Predicting protein-ligand binding processes, such as affinity and kinetics, is critical for accelerating drug discovery. However, existing computational methods are constrained by several key limitations: insufficient integration of comprehensive databases, inadequate representation of protein structural dynamics, and incomplete modeling of microscale protein-ligand interactions.
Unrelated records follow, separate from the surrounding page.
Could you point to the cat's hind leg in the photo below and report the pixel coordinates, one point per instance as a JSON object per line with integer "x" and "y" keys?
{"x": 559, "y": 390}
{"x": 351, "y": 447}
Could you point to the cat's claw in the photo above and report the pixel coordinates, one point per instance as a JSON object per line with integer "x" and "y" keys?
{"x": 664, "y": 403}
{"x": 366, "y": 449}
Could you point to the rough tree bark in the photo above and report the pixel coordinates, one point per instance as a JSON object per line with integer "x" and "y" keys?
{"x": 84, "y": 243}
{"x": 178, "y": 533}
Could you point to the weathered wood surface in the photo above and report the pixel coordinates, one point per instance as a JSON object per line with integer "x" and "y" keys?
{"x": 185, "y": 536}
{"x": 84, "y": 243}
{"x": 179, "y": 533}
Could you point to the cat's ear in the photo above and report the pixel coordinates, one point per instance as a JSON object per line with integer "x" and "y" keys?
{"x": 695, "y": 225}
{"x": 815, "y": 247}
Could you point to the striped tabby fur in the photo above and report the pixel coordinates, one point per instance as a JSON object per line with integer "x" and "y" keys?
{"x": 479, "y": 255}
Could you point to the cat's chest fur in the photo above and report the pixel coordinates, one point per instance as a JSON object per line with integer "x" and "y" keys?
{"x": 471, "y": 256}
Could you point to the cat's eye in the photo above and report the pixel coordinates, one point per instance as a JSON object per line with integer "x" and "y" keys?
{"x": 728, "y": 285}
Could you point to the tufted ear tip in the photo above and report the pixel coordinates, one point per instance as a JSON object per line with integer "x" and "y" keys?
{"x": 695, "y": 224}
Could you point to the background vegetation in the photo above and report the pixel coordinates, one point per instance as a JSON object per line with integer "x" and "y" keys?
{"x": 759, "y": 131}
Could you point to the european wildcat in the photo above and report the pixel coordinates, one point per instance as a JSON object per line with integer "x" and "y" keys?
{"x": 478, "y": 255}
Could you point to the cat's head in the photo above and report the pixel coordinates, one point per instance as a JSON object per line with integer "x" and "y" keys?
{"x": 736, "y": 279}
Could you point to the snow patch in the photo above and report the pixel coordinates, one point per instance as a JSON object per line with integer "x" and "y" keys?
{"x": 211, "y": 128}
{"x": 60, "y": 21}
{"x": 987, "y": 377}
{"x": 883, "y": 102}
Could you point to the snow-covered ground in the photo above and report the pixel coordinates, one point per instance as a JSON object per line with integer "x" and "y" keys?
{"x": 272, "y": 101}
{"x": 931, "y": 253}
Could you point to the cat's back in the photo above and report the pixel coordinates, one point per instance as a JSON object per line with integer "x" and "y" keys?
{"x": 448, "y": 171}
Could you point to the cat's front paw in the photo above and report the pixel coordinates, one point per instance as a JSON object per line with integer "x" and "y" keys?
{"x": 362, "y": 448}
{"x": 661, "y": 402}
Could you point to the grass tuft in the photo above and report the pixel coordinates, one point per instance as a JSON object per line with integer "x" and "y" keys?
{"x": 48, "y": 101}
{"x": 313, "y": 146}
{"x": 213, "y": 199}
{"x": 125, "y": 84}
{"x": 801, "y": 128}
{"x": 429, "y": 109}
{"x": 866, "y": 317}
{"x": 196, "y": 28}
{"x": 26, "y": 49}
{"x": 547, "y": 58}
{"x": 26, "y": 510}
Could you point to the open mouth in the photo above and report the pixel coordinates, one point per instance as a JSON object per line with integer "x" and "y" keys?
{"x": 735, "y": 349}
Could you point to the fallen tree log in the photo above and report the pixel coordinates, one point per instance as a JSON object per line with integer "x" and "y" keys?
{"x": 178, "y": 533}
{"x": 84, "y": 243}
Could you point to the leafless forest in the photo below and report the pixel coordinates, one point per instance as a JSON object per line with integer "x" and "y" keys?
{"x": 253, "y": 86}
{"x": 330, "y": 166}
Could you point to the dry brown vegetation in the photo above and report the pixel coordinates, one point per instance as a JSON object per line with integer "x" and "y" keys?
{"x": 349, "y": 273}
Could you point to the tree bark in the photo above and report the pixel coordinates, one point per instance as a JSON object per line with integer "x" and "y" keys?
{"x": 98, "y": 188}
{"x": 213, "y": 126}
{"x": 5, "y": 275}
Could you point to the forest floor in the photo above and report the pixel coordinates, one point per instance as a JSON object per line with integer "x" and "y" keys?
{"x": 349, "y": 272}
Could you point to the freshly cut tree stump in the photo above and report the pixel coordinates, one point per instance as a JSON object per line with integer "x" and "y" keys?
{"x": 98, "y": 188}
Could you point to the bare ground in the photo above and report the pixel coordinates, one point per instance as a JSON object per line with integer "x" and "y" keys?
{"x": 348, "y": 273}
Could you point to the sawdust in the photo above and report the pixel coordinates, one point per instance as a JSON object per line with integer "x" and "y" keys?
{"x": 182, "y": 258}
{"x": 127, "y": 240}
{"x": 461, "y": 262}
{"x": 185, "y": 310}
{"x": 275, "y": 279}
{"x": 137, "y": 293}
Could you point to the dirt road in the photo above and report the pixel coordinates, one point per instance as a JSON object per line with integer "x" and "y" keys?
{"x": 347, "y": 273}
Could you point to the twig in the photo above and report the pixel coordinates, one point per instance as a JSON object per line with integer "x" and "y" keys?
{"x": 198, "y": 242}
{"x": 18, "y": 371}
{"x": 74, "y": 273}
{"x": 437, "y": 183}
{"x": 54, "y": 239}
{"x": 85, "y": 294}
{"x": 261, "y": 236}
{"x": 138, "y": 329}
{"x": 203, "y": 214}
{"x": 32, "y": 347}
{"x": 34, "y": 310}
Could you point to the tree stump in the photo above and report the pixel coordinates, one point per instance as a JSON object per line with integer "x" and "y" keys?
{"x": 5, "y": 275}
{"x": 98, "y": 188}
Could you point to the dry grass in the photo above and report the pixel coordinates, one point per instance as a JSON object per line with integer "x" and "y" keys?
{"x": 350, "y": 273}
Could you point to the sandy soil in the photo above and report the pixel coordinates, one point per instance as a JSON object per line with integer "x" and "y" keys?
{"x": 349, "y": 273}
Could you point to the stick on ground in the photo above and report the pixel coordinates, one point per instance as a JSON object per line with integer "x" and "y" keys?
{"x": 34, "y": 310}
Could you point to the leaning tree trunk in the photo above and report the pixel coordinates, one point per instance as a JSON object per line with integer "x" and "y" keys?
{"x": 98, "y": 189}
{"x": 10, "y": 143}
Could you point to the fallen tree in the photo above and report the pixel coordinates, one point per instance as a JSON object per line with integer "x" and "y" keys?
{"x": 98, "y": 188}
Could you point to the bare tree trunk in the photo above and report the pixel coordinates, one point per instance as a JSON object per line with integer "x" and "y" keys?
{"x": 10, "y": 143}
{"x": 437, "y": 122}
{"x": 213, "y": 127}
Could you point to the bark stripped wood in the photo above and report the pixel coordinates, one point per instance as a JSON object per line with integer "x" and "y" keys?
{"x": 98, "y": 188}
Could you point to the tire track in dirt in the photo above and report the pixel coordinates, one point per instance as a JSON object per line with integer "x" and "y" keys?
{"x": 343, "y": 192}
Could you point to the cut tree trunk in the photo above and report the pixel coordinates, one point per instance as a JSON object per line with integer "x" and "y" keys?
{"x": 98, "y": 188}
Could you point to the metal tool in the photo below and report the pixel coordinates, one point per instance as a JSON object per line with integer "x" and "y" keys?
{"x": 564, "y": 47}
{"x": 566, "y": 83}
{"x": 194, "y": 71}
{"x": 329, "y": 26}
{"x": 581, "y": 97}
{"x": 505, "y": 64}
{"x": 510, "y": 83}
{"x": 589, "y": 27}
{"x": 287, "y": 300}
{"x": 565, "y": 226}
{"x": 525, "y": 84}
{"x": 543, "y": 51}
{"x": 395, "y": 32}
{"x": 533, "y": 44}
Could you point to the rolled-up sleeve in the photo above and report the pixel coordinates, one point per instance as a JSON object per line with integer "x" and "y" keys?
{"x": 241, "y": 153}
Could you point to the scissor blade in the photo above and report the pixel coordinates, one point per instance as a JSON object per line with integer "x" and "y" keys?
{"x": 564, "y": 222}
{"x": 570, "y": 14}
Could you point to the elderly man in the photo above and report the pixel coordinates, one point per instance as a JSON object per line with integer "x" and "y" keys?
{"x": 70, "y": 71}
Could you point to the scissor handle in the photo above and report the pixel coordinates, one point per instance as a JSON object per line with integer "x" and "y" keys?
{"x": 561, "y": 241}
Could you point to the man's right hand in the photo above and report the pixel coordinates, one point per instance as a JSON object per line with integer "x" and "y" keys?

To address these challenges, we introduce ProMoSite, a sequence-based model that connects protein and molecular foundation models to dynamically model microscale protein-ligand interactions through pre-training on binding site annotations in drug-target complexes. Notably, ProMoSite surpasses or matches state-of-the-art methods in identifying exposed and cryptic binding sites, while eliminating the need for 3-dimensional structural inputs. Building upon ProMoSite's pre-training, we developed ProMoBind, a sequence-based model efficiently fine-tuned for protein-ligand affinity and kinetics predictions, which leverages the predicted binding configurations from ProMoSite and its ability to tackle binding site crypticity. ProMoBind outperforms baselines across both tasks with high computational efficiency, demonstrating its effectiveness. The powerful modeling capabilities of ProMoSite, combined with ProMoBind's downstream success, highlight the potential of this sequence-based pre-training and fine-tuning framework for broad applications in drug discovery.